Very, very nice! I love the circle fleece! I have quite a few hammocks in it for my ratties.


----------



## Hippy (Jul 23, 2007)

Where did you get your coated mesh? Im thinking of making a cage but I want small coated mesh but cant find any. :[


----------



## silverynitrate (Apr 30, 2007)

Hippy said:


> Where did you get your coated mesh? Im thinking of making a cage but I want small coated mesh but cant find any. :[


After I finished making mine I ran into some at my hardware store.


----------



## JennieLove (Jan 2, 2007)

Hippy said:


> Where did you get your coated mesh? Im thinking of making a cage but I want small coated mesh but cant find any. :[


I didnt but it like that. I used Kid Safe Enamle for metals. 



Night said:


> Very, very nice! I love the circle fleece! I have quite a few hammocks in it for my ratties.


Thanks I was going to do each level a different pattern but I ended up with extra material so I just did both bottoms like this. Hehe. They are actually home made mats! I cut out a cardboard the size of each level wraped it in the fabric and again with a heavy duty plastic and put kitchen grip to the bottom! They work great and are super easy to clean.


----------



## Meghan (Jul 31, 2007)

I have a 25gal glass long tank for Ollie,but I might be getting a new one in a week or less.


----------



## :Ash: (Feb 25, 2007)

waffle said:


> my rats are in a huge glass tanks with bedding on the bottom.
> after looking around the forum it looks like everyone else has wire cages, am i doing something wrong?
> i keep them very clean!


No you're not doing anything wrong. My girls have a 10 gallon tank with bedding then a large topper. As long as they have proper air circulation they'll be fine. :wink:


----------



## JennieLove (Jan 2, 2007)

NO nothing wrong, but If your going to keep your rats in a tank I would sugguest something like 20+ gal w/topper. I really cant even see one adult rat in a 10 gal w/topper, but if they are just babies for now I wouldnt see a porb with it; Keep it VERY clean though! When I used to use a tank I had a 50gal with a home made 3 story topper. I switched to a cage when my BF got his Bearded Dragon and he baught me the cage I have now, but we added another 3 ft to that cage.


----------



## Kimmiekins (Apr 14, 2007)

VERY short term, I suppose a baby rat would be alright with a 10 gal. with topper, but long term or for adult rats, it's way too small, topper or not.

Also, even with a topper, the circulation in the tank will be the same as if it just had a mesh lid. The circulation in the tank doesn't change... It's never too good, and there is always a problem with ammonia buildup. Daily cleanings are needed for tank use.

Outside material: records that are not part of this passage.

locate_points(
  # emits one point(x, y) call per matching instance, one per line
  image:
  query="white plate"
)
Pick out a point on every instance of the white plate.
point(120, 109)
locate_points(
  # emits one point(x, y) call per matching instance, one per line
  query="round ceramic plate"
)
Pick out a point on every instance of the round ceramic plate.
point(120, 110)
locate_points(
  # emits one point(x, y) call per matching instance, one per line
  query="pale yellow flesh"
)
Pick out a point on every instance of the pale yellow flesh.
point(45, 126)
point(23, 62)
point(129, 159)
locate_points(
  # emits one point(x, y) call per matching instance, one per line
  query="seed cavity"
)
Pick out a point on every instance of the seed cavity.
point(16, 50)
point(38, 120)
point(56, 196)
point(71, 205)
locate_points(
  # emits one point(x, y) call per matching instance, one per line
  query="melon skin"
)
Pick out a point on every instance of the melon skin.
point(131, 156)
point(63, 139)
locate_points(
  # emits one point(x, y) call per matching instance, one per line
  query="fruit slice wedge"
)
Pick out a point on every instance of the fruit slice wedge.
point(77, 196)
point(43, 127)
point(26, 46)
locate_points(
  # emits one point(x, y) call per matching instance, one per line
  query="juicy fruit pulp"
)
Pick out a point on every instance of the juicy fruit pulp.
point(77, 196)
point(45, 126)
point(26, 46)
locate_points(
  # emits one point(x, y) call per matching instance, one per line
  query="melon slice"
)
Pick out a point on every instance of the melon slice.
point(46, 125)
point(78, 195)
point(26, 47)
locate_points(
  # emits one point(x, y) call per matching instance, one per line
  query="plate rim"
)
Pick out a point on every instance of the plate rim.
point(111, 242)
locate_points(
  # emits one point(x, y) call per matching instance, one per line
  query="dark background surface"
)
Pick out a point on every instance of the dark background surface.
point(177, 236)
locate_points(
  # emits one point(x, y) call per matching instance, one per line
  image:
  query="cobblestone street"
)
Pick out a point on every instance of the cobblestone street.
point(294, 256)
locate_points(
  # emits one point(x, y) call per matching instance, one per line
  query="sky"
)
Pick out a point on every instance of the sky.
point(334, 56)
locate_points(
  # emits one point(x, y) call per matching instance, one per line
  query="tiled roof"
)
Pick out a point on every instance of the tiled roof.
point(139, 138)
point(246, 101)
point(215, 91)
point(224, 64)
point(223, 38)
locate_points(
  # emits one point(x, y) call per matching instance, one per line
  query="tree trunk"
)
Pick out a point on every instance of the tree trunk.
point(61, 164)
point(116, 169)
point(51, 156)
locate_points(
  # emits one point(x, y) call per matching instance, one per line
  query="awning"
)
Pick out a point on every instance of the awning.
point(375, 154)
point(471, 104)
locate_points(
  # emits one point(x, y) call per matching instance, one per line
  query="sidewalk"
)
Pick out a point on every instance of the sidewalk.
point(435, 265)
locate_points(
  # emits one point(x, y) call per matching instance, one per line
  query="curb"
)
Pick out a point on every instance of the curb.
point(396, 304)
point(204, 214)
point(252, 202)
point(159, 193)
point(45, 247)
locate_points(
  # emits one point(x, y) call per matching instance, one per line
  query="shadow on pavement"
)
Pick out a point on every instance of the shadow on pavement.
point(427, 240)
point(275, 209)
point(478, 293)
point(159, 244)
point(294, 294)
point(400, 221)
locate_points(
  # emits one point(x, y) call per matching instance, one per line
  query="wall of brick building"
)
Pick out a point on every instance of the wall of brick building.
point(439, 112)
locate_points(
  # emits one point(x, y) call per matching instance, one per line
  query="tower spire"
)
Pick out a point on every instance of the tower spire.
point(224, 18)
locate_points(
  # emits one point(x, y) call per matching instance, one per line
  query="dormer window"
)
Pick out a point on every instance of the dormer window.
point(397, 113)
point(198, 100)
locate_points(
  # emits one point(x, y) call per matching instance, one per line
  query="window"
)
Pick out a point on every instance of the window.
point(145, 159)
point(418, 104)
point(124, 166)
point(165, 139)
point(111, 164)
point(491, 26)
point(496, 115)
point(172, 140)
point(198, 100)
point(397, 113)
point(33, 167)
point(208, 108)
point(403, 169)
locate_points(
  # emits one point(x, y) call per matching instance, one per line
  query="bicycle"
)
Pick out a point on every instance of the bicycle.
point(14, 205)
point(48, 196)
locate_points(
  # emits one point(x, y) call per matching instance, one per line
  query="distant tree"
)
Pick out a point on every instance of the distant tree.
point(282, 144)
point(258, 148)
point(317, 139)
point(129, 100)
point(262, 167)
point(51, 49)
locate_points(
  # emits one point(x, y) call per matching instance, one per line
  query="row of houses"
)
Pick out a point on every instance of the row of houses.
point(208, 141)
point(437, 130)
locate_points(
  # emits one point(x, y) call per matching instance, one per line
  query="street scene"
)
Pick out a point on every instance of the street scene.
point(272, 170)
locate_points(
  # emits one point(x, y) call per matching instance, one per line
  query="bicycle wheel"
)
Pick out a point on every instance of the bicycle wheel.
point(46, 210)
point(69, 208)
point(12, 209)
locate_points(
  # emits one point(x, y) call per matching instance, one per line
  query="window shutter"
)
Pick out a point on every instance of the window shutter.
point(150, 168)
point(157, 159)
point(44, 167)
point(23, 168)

I much agree - If you must use a tank, at LEAST 20 gal., but preferably much larger then that.


----------



## PrincessPeep (Aug 19, 2007)

wait for a glass tank you have to clean it everyday?


----------



## Poppyseed (Feb 1, 2007)

Yeah, glass tanks build up amonia like crazy which HURTS rats lungs. Rats have VERY sensitive lungs and it is incredibly bad for them to be in a glass tank. Hence why you have to clean it daily, to prevent amonia build up. Wire cages are great as they have WAAAY better ventilation and you don't have to clean it nearly as often.

You have to spot clean cages daily anyway, especially if your rats aren't litter trained.


----------



## JoshDeMott2010 (Aug 25, 2007)

i never had many ammonia probs with my rats in the past and i clean when i notice the bedding getting noticably dirty. I made a huge wire cage for the males. Im makign one for the females soon this is preferably what im gonna use from now on.


----------